President Trump should pick up the phone — or get on Twitter — and tell Qatari Emir Tamim bin Hamad Al Thani that the U.S. won't use expanded base facilities in Qatar and will consider relocating the U.S. military out of Qatar entirely.
Unless, that is, Qatar realigns its foreign policy towards greater support for regional stability and counterterrorism.
The need for Trump's action bears consideration in light of a Qatari government official's announcement on Sunday that it intends to expand the Al-Udeid airbase. That base hosts the forward command elements for the Pentagon's U.S. Central Command and has played an integral role in U.S. strike operations against Bashar Assad and the Islamic State. Yet, Qatar's intent in constructing new facilities at Al-Udeid is about locking the U.S. into a long-term formal military presence in that nation. It's all part of Qatar's patronage policy of buying Western military equipment and thus buying Western political acquiescence to Qatar's broader foreign policy.
But it's time for this waltz to end.
The simple problem is that Qatar continues to act in ways that are fundamentally counter to American interests. Take Qatar's close friendship with Iran. Qatar is happy to support Iranian foreign policy interests against regional stability. Maintaining growing commercial ties with Iran, the Qatari government has also allowed the Iranian revolutionary guard-aligned hardliners to insulate their business interests from U.S. sanctions pressure.
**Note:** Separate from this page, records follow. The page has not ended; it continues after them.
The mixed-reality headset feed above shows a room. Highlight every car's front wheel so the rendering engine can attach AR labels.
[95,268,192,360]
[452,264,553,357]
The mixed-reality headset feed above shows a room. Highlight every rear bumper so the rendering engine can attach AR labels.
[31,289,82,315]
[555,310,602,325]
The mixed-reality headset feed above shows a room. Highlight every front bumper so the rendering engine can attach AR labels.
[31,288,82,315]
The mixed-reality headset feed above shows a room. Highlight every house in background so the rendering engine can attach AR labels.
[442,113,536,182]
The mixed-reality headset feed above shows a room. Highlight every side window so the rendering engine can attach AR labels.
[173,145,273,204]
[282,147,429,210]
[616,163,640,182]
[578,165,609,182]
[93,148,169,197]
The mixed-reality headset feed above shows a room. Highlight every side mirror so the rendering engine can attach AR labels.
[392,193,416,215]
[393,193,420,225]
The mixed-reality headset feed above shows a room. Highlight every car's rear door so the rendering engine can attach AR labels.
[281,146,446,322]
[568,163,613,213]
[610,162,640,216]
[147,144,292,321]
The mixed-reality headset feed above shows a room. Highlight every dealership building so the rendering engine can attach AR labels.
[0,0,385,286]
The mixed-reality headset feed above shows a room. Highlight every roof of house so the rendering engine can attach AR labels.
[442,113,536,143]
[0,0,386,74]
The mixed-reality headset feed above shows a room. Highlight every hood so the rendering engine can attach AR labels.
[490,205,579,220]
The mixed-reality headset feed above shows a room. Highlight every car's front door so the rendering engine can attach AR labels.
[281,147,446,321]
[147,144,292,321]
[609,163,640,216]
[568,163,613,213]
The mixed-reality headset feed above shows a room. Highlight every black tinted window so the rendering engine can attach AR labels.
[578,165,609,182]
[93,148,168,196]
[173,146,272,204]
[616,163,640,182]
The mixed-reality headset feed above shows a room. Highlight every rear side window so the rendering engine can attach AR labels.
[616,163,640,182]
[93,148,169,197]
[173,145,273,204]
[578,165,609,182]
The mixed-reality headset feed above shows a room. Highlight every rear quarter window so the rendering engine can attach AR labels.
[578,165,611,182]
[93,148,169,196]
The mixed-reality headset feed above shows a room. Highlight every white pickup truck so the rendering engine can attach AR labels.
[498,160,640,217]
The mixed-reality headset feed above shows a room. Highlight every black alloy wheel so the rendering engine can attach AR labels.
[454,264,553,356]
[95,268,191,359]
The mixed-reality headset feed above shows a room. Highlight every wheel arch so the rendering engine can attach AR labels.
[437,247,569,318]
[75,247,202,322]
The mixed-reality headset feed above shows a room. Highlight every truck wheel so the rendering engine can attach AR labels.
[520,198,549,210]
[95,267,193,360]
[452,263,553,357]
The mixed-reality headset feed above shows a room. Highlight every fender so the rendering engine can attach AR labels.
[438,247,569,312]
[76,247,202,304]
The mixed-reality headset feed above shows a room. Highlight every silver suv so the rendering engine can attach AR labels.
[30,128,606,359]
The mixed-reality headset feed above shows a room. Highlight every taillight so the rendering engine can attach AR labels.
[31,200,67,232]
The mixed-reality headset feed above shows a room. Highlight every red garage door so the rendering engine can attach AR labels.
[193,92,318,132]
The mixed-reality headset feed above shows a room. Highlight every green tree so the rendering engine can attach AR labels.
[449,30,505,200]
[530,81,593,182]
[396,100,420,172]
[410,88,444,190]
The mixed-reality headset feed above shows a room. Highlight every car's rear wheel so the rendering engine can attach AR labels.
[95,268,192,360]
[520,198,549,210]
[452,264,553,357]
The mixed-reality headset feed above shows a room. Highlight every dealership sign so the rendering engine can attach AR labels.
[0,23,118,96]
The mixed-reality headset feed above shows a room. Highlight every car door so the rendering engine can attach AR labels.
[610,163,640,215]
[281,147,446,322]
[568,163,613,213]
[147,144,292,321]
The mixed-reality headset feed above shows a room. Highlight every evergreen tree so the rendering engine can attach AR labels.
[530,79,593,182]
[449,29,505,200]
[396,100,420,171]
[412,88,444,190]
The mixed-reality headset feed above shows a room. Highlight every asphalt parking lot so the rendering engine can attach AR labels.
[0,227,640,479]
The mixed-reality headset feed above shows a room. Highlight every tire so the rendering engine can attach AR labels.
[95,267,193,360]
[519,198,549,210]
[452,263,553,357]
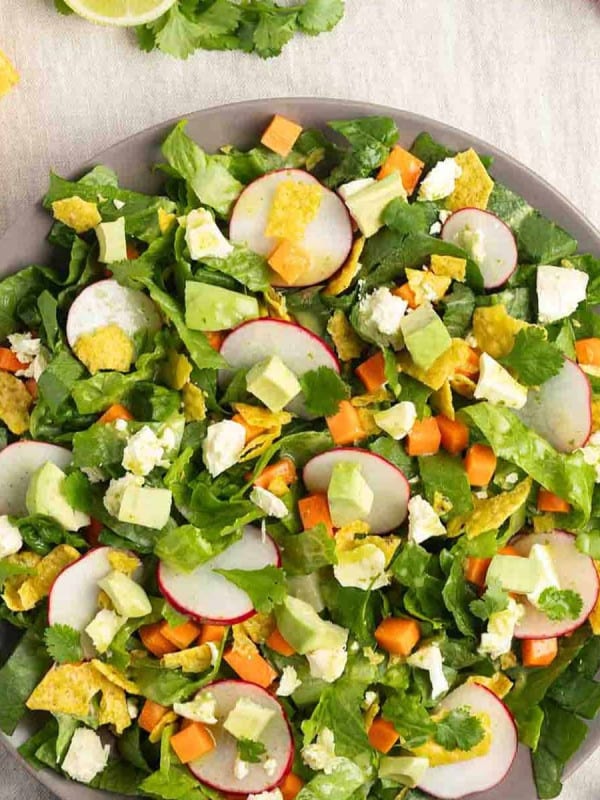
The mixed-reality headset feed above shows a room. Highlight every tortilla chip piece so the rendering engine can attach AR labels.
[0,370,33,435]
[473,303,529,358]
[108,550,142,577]
[52,195,102,233]
[446,148,494,211]
[161,644,212,672]
[448,478,532,539]
[17,544,80,611]
[398,339,471,391]
[323,241,366,297]
[327,308,365,361]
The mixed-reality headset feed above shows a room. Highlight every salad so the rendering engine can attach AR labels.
[0,115,600,800]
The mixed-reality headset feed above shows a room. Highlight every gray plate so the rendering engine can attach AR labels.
[0,98,600,800]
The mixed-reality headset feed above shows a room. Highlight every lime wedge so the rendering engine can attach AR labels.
[65,0,177,27]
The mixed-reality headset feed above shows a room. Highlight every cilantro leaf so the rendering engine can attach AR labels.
[469,579,508,620]
[298,0,344,36]
[44,625,83,664]
[501,327,564,386]
[215,566,287,613]
[433,708,485,750]
[538,586,583,622]
[237,738,267,764]
[300,367,350,417]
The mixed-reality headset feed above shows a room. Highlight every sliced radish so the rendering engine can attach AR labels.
[0,442,73,516]
[419,683,518,800]
[515,359,592,453]
[188,681,294,795]
[219,318,340,418]
[303,447,410,533]
[229,169,352,286]
[158,525,281,625]
[511,530,599,639]
[442,208,517,289]
[67,280,162,347]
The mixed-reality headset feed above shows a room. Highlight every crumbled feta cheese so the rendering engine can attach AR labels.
[185,208,233,261]
[62,728,110,783]
[0,514,23,558]
[479,597,525,659]
[408,494,446,544]
[536,265,589,324]
[103,472,144,517]
[474,353,528,408]
[418,158,462,202]
[173,691,218,725]
[306,647,348,683]
[202,419,246,478]
[85,608,126,653]
[406,644,450,700]
[276,666,302,697]
[250,486,289,519]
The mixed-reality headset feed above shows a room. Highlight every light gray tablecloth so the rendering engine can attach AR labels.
[0,0,600,800]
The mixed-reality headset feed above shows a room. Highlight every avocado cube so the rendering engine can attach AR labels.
[185,281,259,331]
[327,461,374,528]
[246,356,302,411]
[400,303,452,369]
[96,217,127,264]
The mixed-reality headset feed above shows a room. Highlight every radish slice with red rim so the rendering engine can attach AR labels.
[442,208,518,289]
[511,530,599,639]
[188,681,294,795]
[158,525,280,625]
[419,683,518,800]
[303,447,410,533]
[229,169,352,286]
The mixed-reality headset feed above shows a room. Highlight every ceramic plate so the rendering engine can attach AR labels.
[0,98,600,800]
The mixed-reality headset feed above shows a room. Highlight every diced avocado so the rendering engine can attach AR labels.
[487,555,539,594]
[275,595,348,655]
[118,485,172,530]
[327,461,374,528]
[96,217,127,264]
[185,281,259,331]
[98,570,152,618]
[346,172,406,238]
[400,303,452,369]
[246,356,302,411]
[379,756,429,787]
[25,461,90,531]
[287,572,325,614]
[223,697,275,742]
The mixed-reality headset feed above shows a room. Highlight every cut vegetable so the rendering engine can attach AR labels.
[189,681,294,795]
[219,319,340,417]
[512,530,599,639]
[303,447,410,533]
[158,526,280,625]
[419,683,518,800]
[442,208,517,289]
[229,169,352,286]
[515,359,592,453]
[67,280,162,347]
[0,442,72,516]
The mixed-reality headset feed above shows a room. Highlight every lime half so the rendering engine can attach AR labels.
[65,0,177,27]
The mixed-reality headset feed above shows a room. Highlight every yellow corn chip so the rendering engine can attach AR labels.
[52,196,102,233]
[323,241,365,296]
[431,254,467,283]
[473,303,529,358]
[446,148,494,211]
[161,644,212,672]
[448,478,532,539]
[0,370,33,435]
[327,308,365,361]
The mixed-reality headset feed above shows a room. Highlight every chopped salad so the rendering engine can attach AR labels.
[0,115,600,800]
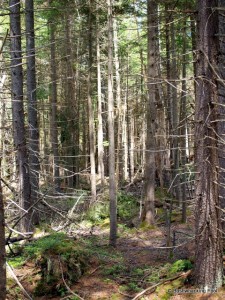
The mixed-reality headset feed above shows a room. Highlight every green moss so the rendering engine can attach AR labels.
[139,221,157,231]
[21,233,89,296]
[7,256,26,268]
[156,278,184,300]
[169,259,193,275]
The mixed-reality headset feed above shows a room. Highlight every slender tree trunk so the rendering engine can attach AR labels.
[170,19,182,205]
[25,0,40,224]
[87,0,96,202]
[49,22,60,192]
[194,0,223,289]
[218,0,225,235]
[9,0,32,231]
[180,20,188,223]
[142,0,158,224]
[113,19,123,184]
[107,0,117,247]
[96,5,105,186]
[0,158,6,300]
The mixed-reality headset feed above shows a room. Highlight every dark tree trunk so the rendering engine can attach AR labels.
[218,0,225,234]
[0,158,6,300]
[49,23,60,192]
[87,0,96,202]
[194,0,223,288]
[142,0,158,224]
[25,0,40,224]
[9,0,32,231]
[107,0,117,247]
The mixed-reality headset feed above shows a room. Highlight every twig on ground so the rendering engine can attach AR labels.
[59,259,84,300]
[6,262,33,300]
[132,270,191,300]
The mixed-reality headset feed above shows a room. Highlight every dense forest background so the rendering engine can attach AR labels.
[0,0,225,299]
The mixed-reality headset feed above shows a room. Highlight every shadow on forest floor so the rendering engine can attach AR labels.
[7,218,225,300]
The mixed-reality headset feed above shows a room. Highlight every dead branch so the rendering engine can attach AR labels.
[6,262,32,300]
[132,270,191,300]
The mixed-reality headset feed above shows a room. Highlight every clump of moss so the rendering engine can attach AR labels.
[139,221,157,231]
[169,259,193,275]
[24,233,88,296]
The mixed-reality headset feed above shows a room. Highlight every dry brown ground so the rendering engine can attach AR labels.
[7,222,225,300]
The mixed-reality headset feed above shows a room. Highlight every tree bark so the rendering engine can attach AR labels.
[107,0,117,247]
[0,158,6,300]
[142,0,158,224]
[194,0,223,288]
[25,0,40,224]
[218,0,225,235]
[96,6,105,186]
[87,0,96,202]
[49,21,60,192]
[9,0,32,231]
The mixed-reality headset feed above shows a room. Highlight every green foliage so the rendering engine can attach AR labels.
[127,282,141,292]
[103,264,126,277]
[117,192,139,221]
[87,192,139,225]
[24,233,89,296]
[7,256,26,268]
[169,259,193,275]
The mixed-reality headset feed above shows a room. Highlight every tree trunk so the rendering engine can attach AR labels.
[87,0,96,202]
[194,0,223,289]
[9,0,32,231]
[96,4,105,186]
[49,21,60,192]
[25,0,40,224]
[180,20,188,223]
[107,0,117,247]
[0,158,6,300]
[218,0,225,234]
[142,0,158,224]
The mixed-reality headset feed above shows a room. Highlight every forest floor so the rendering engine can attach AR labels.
[4,186,225,300]
[7,220,225,300]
Other recent reports suggest that Qatar may be helping Iran to manipulate the outcome of ongoing government formation talks in Iraq (which would be very bad for America).
Still, the real measure of why Trump should challenge Qatar is its ongoing and outrageous support for Salafi-Jihadist terrorists. The divorce between Qatari words and actions here is defining. While the Qatari ambassador writes Washington Post op-eds attacking Saudi Arabia and the United Arab Emirates for their (admittedly flawed) campaign in Yemen, his prime minister flirts with terrorist fundraisers in Doha. The ruling Al Thani family allows such conduct because of its own ardent ideological support for the most conservative strains of Sunni political Islam. More importantly, they do so in full awareness that the groups associated with these ideological movements are often defined by violent fanaticism and the pursuit of exclusionary societies that prejudice against other religious (including Muslim) and social groups.
These activities run fundamentally counter to the national security interests of the United States. While Saudi Arabia and the UAE are imperfect allies, they are actively pursuing political reforms aligned with U.S. interests. Qatar absolutely is not doing this, and Trump should mark this divergence in developing policy.
Fortunately, in this case at least, the Pentagon is bucking its usual penchant for filling up buildings without regard for cost or efficiency. In a statement a U.S. Navy press officer noted that "It is premature to discuss aspects of a potential base expansion at Al-Udeid air base in Qatar."
Good. If Qatar doesn't change, the U.S. could always relocate its Al-Udeid operations to the UAE's Al-Dhafra Air Base.